Lincoln relied upon the “offering plan,” which stated that “[t]he purchaser of a Residential Unit which has a Terrace appurtenant thereto shall have the exclusive use of such Terrace, subject to the right of the Residential Board to regulate its use.” The plan also provided that exclusivity of terrace use was “subject to” the Board’s reasonable regulation, discussed in other provisions.
For example, the by-laws provided that “The Residential Board shall be entitled to make determinations with respect to [o]peration, maintenance and supervision of all Residential Limited Common Elements. The Condominium Declaration provides that “The Residential Limited Common Elements” include, “[f]or purposes of structural and extraordinary repairs and replacements, all Terraces, including any fixture, equipment or Facilities used only in connection therewith but subject to the Rules and Regulations and other terms of the Plan regulating the use thereof.” This permitted the use of certain elements, including Claimant’s terrace, but does not address any costs associated with repairs.
The By-Laws also provided that “[a]ll normal maintenance, repairs and replacements of any Terrace or Storage Room Unit shall be made by the Residential Section Unit Owner having access to such Terrace or Storage Room Unit at his own cost and expense, but any structural or extraordinary repairs or replacements to such Terrace . . . shall be made by the Residential Board and the cost and expense thereof shall be charged to all Residential Section Unit Owners as a Residential Common Expense.” Lincoln interpreted the “cost and expense” to include the diminution of value of his apartment stemming from the inaccessibility of his terrace; and argued that he should be reimbursed by fellow unit owners for the overcharge.
The Court found the by-law to be ambiguous; however, since the Board was deemed to have drafted the documents the Court found that it was reasonable to construe the ambiguity in the lease against the coop, the party that ”drafted” the lease.

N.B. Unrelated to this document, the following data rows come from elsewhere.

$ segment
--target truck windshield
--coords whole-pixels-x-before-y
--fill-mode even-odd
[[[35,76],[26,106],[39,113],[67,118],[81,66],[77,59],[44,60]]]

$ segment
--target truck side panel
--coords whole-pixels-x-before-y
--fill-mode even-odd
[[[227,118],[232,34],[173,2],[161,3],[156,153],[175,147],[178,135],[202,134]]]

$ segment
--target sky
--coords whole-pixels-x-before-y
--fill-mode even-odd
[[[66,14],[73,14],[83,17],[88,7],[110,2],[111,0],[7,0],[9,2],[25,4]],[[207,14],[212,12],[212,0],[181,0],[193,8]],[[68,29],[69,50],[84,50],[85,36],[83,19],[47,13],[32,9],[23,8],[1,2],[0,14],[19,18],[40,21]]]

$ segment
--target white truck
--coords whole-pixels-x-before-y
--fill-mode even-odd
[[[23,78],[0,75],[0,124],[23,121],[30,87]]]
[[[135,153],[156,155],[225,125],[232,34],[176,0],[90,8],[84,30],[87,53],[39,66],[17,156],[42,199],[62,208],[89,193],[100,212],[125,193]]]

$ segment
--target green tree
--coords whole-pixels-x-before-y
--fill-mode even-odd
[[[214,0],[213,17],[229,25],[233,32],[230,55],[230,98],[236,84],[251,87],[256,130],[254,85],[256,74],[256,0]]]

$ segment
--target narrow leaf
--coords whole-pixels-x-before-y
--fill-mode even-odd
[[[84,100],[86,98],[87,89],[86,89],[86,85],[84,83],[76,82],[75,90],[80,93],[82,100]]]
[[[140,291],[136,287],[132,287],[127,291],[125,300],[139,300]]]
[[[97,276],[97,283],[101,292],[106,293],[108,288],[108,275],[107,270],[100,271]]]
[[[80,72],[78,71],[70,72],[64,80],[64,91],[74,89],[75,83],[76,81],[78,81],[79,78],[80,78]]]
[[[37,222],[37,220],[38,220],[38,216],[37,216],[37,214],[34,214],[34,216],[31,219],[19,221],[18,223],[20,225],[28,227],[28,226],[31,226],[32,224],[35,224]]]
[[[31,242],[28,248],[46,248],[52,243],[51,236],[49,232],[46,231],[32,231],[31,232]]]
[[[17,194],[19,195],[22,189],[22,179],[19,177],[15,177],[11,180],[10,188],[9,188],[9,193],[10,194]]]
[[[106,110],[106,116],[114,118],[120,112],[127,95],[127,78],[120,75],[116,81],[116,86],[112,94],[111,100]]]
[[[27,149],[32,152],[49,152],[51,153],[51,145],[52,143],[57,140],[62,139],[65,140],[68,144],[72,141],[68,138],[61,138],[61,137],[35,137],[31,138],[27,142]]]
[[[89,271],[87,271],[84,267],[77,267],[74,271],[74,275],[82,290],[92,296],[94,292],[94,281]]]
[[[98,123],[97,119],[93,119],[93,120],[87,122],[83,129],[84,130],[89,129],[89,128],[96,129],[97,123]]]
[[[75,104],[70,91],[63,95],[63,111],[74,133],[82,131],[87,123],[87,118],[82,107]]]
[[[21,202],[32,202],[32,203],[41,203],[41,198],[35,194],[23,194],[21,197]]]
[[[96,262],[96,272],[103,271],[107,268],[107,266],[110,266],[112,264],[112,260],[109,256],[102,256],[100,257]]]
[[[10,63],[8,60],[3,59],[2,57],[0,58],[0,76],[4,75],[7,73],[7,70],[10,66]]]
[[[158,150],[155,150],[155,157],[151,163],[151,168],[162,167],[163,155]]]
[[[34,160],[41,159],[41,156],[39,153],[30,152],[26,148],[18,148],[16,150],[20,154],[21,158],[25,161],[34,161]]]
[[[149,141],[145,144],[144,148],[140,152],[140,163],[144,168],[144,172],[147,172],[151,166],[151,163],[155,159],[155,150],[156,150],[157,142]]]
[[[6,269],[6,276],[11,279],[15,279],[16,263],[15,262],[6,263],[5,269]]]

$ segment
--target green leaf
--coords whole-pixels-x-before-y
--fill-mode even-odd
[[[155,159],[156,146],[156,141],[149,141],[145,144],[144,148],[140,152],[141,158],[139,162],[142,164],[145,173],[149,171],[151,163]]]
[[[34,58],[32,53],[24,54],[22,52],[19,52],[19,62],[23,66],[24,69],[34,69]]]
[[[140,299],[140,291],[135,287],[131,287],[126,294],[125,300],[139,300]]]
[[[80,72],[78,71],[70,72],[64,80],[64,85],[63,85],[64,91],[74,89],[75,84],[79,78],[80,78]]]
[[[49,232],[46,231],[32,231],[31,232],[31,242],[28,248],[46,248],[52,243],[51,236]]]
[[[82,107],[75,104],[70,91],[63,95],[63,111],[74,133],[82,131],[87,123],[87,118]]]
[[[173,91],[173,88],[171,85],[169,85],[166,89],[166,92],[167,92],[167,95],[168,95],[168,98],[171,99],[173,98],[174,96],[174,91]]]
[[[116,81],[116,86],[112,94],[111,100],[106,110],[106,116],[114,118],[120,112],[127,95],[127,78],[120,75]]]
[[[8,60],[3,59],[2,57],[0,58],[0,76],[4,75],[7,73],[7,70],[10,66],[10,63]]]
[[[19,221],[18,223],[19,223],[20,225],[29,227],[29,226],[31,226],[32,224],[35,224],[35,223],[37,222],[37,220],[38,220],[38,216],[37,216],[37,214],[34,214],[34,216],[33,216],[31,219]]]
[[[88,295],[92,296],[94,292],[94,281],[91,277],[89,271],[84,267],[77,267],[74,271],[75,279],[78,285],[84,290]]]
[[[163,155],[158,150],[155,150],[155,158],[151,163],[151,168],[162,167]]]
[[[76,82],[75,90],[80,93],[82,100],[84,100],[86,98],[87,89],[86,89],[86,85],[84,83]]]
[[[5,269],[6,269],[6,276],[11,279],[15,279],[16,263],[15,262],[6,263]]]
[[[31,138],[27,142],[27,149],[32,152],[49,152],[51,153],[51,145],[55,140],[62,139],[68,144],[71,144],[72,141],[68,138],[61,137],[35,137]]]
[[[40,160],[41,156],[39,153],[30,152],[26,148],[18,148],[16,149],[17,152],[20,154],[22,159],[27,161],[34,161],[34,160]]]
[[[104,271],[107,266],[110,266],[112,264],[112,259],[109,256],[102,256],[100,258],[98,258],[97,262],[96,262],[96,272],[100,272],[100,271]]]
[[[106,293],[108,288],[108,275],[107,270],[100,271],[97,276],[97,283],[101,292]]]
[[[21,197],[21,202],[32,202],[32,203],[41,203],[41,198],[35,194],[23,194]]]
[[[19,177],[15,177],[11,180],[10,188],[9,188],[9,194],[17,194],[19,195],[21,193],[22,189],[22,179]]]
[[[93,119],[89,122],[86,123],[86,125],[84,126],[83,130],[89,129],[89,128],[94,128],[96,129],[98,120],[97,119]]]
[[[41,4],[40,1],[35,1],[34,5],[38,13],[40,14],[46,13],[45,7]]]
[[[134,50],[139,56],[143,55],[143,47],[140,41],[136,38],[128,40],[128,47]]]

And found “cost and expense” to encompass the diminution of the value of Lincoln’s apartment as a result of the construction. In cases of doubt or ambiguity, a contract must be construed most strongly against the party who prepared it and favorably to a party who had no voice in the selection of its language.
Reading these provisions together, the Court found a breach of warranty of habitability and no provision limiting an abatement under the circumstances. Compliance with Local Law 11 may have been necessary, and the Board’s use of the terrace rather than installation of a shed equally reasonable. The fact remained, however, that Lincoln paid for a benefit which the declaration and by-laws guaranteed, but which Lincoln did not receive.
The Court concluded that Lincoln was entitled to recover a full abatement encompassing the fair value of the terrace, calculated as seven months up to the date of trial multiplied by the additional amount ($335) that Lincoln paid compared to other units lacking terraces, totaling $2,345.00.